By Akers Editorial
Luck of the Irish
Villager leads Irish American Claddagh Club to new heights.
Story: Theresa Campbell // Photo: Fred Lopez
The future of the Irish American Claddagh Club of The Villages was recently up in the air after the death of the club founder/president. The grieving vice president didn’t want to take over, yet Villager Dottie Hockey believed the group needed to continue—just like the late Patricia Ross would have wanted.
Dottie volunteered as president by telling the members: “If you’ll help me, I’ll do it because Pat would not want our club to die.” Founded in 2007, the club is one of four Irish-American groups that began as a social opportunity for Villagers with Irish heritage. The club meets at 6:30pm the second Wednesday of the month from September-May at Colony Cottage Recreation Center, 510 Colony Blvd.
“We are starting golf, bocce, bowling social groups within the club and planning a possible trip to Ireland in 2019,” Dottie says, adding her group will celebrate St. Patrick’s Day on March 14 with a catered corned beef dinner and Irish pub-style entertainment by Patrick Hagerman.

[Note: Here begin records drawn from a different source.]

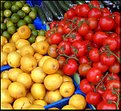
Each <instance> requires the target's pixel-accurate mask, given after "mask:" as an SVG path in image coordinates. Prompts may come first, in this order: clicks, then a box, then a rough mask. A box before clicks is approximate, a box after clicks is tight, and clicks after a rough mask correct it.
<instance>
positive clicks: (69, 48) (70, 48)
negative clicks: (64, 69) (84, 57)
mask: <svg viewBox="0 0 121 111" xmlns="http://www.w3.org/2000/svg"><path fill="white" fill-rule="evenodd" d="M58 53H59V54H66V55H70V54H71V44H70V42H66V41H62V42H60V43H59V45H58Z"/></svg>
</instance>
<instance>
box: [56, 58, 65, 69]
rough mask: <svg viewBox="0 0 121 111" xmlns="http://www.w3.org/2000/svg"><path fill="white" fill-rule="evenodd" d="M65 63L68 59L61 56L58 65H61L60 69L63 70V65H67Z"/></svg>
mask: <svg viewBox="0 0 121 111" xmlns="http://www.w3.org/2000/svg"><path fill="white" fill-rule="evenodd" d="M65 61H66V58H65V57H63V56H60V57H59V58H58V63H59V68H60V69H62V68H63V65H64V64H65Z"/></svg>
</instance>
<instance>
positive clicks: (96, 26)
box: [88, 17, 98, 30]
mask: <svg viewBox="0 0 121 111" xmlns="http://www.w3.org/2000/svg"><path fill="white" fill-rule="evenodd" d="M88 25H89V27H90V29H91V30H94V29H96V28H97V25H98V21H97V19H96V18H94V17H90V18H88Z"/></svg>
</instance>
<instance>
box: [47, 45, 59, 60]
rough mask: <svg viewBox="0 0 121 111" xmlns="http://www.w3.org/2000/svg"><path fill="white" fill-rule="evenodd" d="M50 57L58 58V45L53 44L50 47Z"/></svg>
mask: <svg viewBox="0 0 121 111" xmlns="http://www.w3.org/2000/svg"><path fill="white" fill-rule="evenodd" d="M48 55H49V56H51V57H53V58H55V57H57V56H58V53H57V45H56V44H52V45H50V46H49V47H48Z"/></svg>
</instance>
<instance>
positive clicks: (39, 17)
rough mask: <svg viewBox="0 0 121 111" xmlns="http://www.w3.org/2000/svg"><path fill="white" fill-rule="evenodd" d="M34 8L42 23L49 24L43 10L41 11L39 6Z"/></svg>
mask: <svg viewBox="0 0 121 111" xmlns="http://www.w3.org/2000/svg"><path fill="white" fill-rule="evenodd" d="M34 7H35V9H36V10H37V14H38V16H39V18H40V19H41V20H42V23H44V24H45V23H46V22H47V19H46V16H45V14H44V12H43V10H42V9H41V7H40V6H39V5H35V6H34Z"/></svg>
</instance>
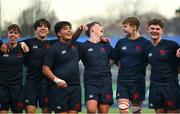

“It will be a club atmosphere of all-night singing and dancing,” says Dottie, a 16-year Villager from Buffalo, New York. She’s 65 percent Irish and her late husband, Marty, also had Irish roots. After the one-year anniversary of his death, Dottie learn she had breast cancer. “I said, ‘OK. It’s here, let’s get it [the surgery] done, because there are things I have to do,” she says, recalling the staff at Moffitt Cancer Center was impressed by her can-do spirit. “At Moffitt, they were saying, ‘We wish everybody came in here like you.’”
Dottie strives to live each day to the max, and she aspires to see the Irish American Claddagh Club grow.
“Yesterday is gone. Today is now and there is no promise for tomorrow, so live it and be up,” she says. “It’s good to wake up every day; I’m living my bucket list.”